My favorite film based on an Elmore Leonard book, at least among those I've seen, is this one--perhaps, in part, because it was directed by Steven Soderberg. The film takes liberty with the order in which the story is presented and works really well as a result (this is one film where the previews did it a great disservice: it looked like a slick and ridiculous movie to me, but good reviews and Soderberg's name compelled me to see it after all, and I was happy to have done so). I am glad also now to have read the book, these many years later, even if it's hard not to picture George Clooney in the role of Jack Foley. The book, unlike the movie, is a straight chronological tale.

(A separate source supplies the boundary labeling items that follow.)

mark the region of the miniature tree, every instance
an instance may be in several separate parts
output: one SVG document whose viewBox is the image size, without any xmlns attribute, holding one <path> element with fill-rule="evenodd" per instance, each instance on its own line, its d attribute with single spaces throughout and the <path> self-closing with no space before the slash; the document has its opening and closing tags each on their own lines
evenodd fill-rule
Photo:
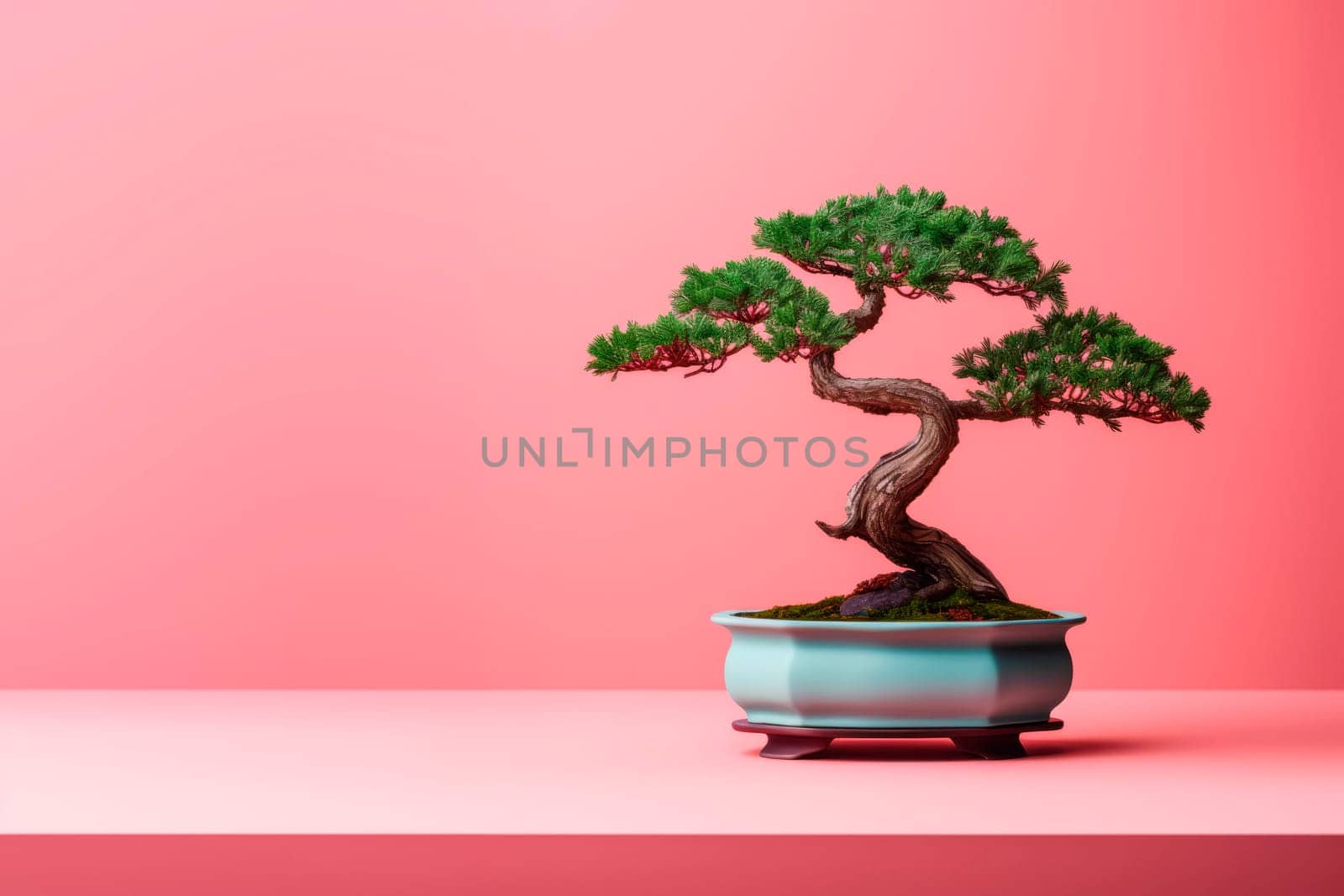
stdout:
<svg viewBox="0 0 1344 896">
<path fill-rule="evenodd" d="M 914 414 L 913 442 L 883 455 L 849 490 L 843 523 L 818 521 L 836 539 L 859 537 L 914 574 L 906 599 L 962 590 L 1007 600 L 993 572 L 957 539 L 915 521 L 907 508 L 957 446 L 962 420 L 1031 419 L 1056 411 L 1078 423 L 1095 418 L 1120 430 L 1126 418 L 1203 429 L 1208 394 L 1172 372 L 1173 349 L 1140 336 L 1114 314 L 1067 312 L 1068 265 L 1043 265 L 1036 243 L 988 210 L 948 206 L 941 192 L 879 187 L 841 196 L 810 215 L 758 218 L 753 242 L 800 269 L 853 281 L 857 308 L 836 313 L 827 297 L 770 258 L 749 257 L 723 267 L 685 267 L 672 312 L 648 325 L 613 328 L 589 345 L 594 373 L 687 368 L 718 371 L 750 348 L 765 361 L 808 361 L 820 398 L 868 414 Z M 965 283 L 991 296 L 1050 305 L 1035 325 L 999 341 L 985 340 L 954 357 L 956 375 L 978 383 L 952 399 L 918 379 L 855 379 L 836 369 L 837 352 L 882 318 L 888 290 L 903 298 L 952 301 Z M 880 582 L 860 584 L 880 586 Z"/>
</svg>

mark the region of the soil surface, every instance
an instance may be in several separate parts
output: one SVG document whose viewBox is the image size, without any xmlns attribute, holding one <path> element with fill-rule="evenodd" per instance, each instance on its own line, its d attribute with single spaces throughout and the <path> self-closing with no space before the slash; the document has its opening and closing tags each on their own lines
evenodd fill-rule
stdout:
<svg viewBox="0 0 1344 896">
<path fill-rule="evenodd" d="M 855 586 L 847 595 L 816 603 L 792 603 L 743 613 L 753 619 L 809 619 L 836 622 L 997 622 L 1004 619 L 1058 619 L 1048 610 L 986 600 L 957 590 L 945 598 L 917 598 L 915 591 L 927 584 L 918 572 L 888 572 Z"/>
</svg>

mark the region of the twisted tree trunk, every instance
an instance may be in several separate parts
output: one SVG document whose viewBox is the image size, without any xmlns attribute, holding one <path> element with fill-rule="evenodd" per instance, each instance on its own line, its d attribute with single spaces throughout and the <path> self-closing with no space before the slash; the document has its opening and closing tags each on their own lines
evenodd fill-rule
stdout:
<svg viewBox="0 0 1344 896">
<path fill-rule="evenodd" d="M 856 309 L 856 326 L 875 320 L 866 296 L 863 309 Z M 954 588 L 966 588 L 985 598 L 1007 599 L 999 579 L 957 539 L 942 529 L 923 525 L 906 509 L 927 488 L 957 447 L 957 412 L 942 390 L 923 380 L 849 379 L 835 368 L 835 352 L 810 360 L 812 390 L 831 402 L 857 407 L 870 414 L 914 414 L 919 434 L 913 442 L 884 454 L 849 489 L 845 520 L 839 525 L 817 521 L 821 531 L 836 539 L 859 537 L 880 551 L 892 563 L 915 570 L 933 579 L 915 596 L 941 596 Z"/>
</svg>

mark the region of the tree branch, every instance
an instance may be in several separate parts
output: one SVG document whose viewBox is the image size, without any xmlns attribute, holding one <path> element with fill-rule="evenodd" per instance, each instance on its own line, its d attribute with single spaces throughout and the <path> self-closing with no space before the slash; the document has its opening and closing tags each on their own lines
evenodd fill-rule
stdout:
<svg viewBox="0 0 1344 896">
<path fill-rule="evenodd" d="M 952 403 L 952 412 L 958 420 L 1027 420 L 1032 416 L 1044 416 L 1054 411 L 1062 411 L 1064 414 L 1074 414 L 1075 416 L 1091 416 L 1098 420 L 1117 420 L 1121 418 L 1132 418 L 1136 420 L 1145 420 L 1148 423 L 1175 423 L 1181 419 L 1175 411 L 1164 411 L 1156 406 L 1116 406 L 1116 404 L 1097 404 L 1095 402 L 1079 402 L 1073 399 L 1063 400 L 1050 400 L 1038 404 L 1036 414 L 1019 414 L 1013 410 L 1007 408 L 991 408 L 980 399 L 968 398 L 960 399 Z"/>
</svg>

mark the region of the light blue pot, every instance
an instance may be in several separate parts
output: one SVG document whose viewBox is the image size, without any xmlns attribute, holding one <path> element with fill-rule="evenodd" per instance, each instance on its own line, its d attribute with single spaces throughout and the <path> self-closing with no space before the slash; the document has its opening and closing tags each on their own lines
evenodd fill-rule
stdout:
<svg viewBox="0 0 1344 896">
<path fill-rule="evenodd" d="M 1078 613 L 1012 622 L 798 622 L 716 613 L 747 720 L 809 728 L 960 728 L 1044 721 L 1068 693 Z"/>
</svg>

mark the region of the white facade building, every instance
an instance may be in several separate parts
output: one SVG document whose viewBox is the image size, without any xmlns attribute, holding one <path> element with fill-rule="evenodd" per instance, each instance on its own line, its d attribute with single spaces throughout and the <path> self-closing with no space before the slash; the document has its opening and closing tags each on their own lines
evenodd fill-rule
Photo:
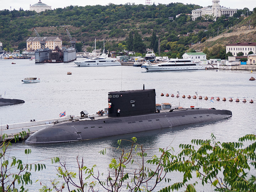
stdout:
<svg viewBox="0 0 256 192">
<path fill-rule="evenodd" d="M 237 11 L 236 9 L 230 9 L 220 5 L 220 0 L 212 0 L 211 7 L 207 7 L 198 9 L 192 11 L 192 19 L 194 21 L 201 16 L 205 15 L 212 15 L 215 17 L 220 17 L 223 15 L 229 14 L 229 16 L 233 15 Z"/>
<path fill-rule="evenodd" d="M 38 13 L 47 10 L 52 10 L 52 6 L 48 6 L 46 4 L 43 3 L 41 2 L 41 0 L 39 0 L 37 3 L 32 5 L 30 5 L 30 11 L 36 11 Z"/>
<path fill-rule="evenodd" d="M 239 52 L 242 52 L 244 56 L 248 55 L 250 51 L 255 53 L 256 43 L 237 43 L 226 46 L 226 53 L 230 52 L 234 56 L 237 56 Z"/>
<path fill-rule="evenodd" d="M 206 54 L 203 52 L 185 53 L 182 55 L 182 59 L 189 59 L 196 62 L 201 62 L 201 65 L 207 65 Z"/>
</svg>

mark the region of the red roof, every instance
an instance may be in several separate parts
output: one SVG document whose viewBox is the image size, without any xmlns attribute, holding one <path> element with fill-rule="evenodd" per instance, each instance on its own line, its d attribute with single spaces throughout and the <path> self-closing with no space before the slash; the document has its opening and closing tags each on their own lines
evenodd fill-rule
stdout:
<svg viewBox="0 0 256 192">
<path fill-rule="evenodd" d="M 256 43 L 255 42 L 236 43 L 227 45 L 226 46 L 256 46 Z"/>
</svg>

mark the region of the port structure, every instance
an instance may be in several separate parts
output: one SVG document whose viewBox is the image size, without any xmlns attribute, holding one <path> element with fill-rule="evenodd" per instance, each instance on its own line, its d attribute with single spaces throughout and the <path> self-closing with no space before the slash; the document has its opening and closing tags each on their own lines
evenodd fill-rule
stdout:
<svg viewBox="0 0 256 192">
<path fill-rule="evenodd" d="M 38 32 L 37 32 L 37 30 L 36 29 L 36 28 L 35 27 L 34 27 L 33 28 L 32 31 L 33 32 L 33 31 L 35 31 L 35 32 L 36 32 L 36 34 L 37 37 L 41 37 L 40 36 L 40 35 L 39 35 L 39 33 L 38 33 Z M 46 38 L 43 38 L 39 41 L 39 43 L 40 44 L 41 48 L 44 49 L 44 48 L 45 48 L 45 44 L 46 43 Z"/>
<path fill-rule="evenodd" d="M 73 38 L 72 37 L 71 37 L 71 35 L 70 35 L 69 32 L 66 28 L 66 32 L 67 33 L 68 33 L 69 37 L 69 39 L 70 40 L 70 43 L 71 43 L 71 47 L 74 47 L 75 49 L 75 43 L 76 42 L 76 39 Z"/>
</svg>

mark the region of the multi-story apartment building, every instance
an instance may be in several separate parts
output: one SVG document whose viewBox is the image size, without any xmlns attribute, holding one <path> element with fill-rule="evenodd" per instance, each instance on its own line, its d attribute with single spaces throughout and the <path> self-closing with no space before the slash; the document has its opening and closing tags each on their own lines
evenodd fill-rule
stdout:
<svg viewBox="0 0 256 192">
<path fill-rule="evenodd" d="M 212 0 L 212 6 L 192 11 L 192 19 L 194 21 L 201 16 L 205 15 L 212 15 L 215 17 L 220 17 L 223 15 L 228 14 L 229 16 L 233 15 L 237 11 L 236 9 L 225 7 L 220 5 L 220 0 Z"/>
<path fill-rule="evenodd" d="M 226 46 L 226 53 L 230 52 L 233 56 L 237 56 L 237 54 L 239 52 L 244 53 L 244 56 L 248 55 L 248 53 L 252 51 L 255 53 L 256 50 L 256 43 L 237 43 L 229 44 Z"/>
<path fill-rule="evenodd" d="M 59 48 L 62 49 L 62 41 L 58 37 L 30 37 L 26 41 L 27 50 L 36 50 L 41 48 L 40 42 L 44 39 L 46 41 L 45 47 L 50 49 L 54 49 L 58 46 Z"/>
</svg>

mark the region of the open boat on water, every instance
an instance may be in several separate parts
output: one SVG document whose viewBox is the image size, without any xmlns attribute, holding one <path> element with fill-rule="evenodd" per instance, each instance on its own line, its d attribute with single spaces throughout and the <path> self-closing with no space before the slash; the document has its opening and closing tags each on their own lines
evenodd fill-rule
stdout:
<svg viewBox="0 0 256 192">
<path fill-rule="evenodd" d="M 24 83 L 31 83 L 40 82 L 40 78 L 26 78 L 21 81 Z"/>
</svg>

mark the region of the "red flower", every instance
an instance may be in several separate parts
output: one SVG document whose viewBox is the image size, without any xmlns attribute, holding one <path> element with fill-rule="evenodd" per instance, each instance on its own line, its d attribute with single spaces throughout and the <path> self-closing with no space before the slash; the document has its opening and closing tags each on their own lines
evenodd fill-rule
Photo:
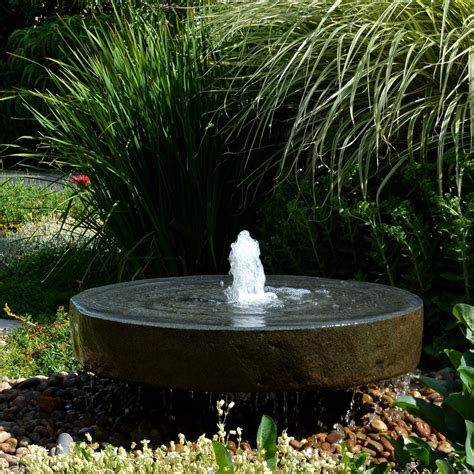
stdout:
<svg viewBox="0 0 474 474">
<path fill-rule="evenodd" d="M 80 184 L 81 186 L 91 184 L 91 179 L 85 174 L 75 174 L 71 176 L 69 181 L 73 184 Z"/>
</svg>

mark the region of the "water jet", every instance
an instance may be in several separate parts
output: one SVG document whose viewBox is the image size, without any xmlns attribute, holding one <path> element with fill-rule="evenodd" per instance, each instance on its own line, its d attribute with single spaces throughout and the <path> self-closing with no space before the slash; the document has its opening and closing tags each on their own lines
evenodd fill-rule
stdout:
<svg viewBox="0 0 474 474">
<path fill-rule="evenodd" d="M 205 275 L 83 291 L 70 302 L 76 357 L 130 382 L 250 393 L 347 389 L 419 362 L 423 305 L 407 291 L 272 275 L 272 296 L 255 303 L 229 301 L 231 284 Z"/>
</svg>

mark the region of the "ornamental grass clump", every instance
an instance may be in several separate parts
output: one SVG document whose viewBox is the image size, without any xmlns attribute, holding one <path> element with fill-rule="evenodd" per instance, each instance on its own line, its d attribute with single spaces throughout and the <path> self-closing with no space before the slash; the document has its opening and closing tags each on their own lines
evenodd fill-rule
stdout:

There are a few things not to like about the novel even so. One is a complaint I'd have about most all of Leonard's work. That is that the story in the end doesn't emotionally resonate. Leonard tells a good tale, but one never gets too close to any of the characters that one actually ends up crying. That said, some of the characters are least likeable, most especially Foley, such that one does wish him well. He's a man who made bad choices in life and now feels he has no choice but to continue down the same road, even though he wishes he could do something else.
The other issue is that I don't really buy the relationship that is forged between the bank robber Foley and the U.S. Marshall Karen Sisco. Two conversations and a few hours of time are certainly enough to make one fall madly for some other person; it is possible. But even so, it's hard for me quite to figure that either of them would risk as much as they do for each other based on a couple of encounters, Sisco's penchant for falling for crooks, as she has in the past, notwithstanding.
Still, Foley is the real soul of this story to me, a guy who seems to have a good heart but who doesn't feel he can make better choices, who in essence has a kind of death wish and a desire to be someone else and somewhere else. Given a "chance" to break out of prison, he takes it, claiming that he'd rather die than ever go back. Once out, it's back to robbing banks (he's very good at it, having done something like two hundred heists), but he finds himself dragged into something much more sinister by the ex-cons with whom he associates.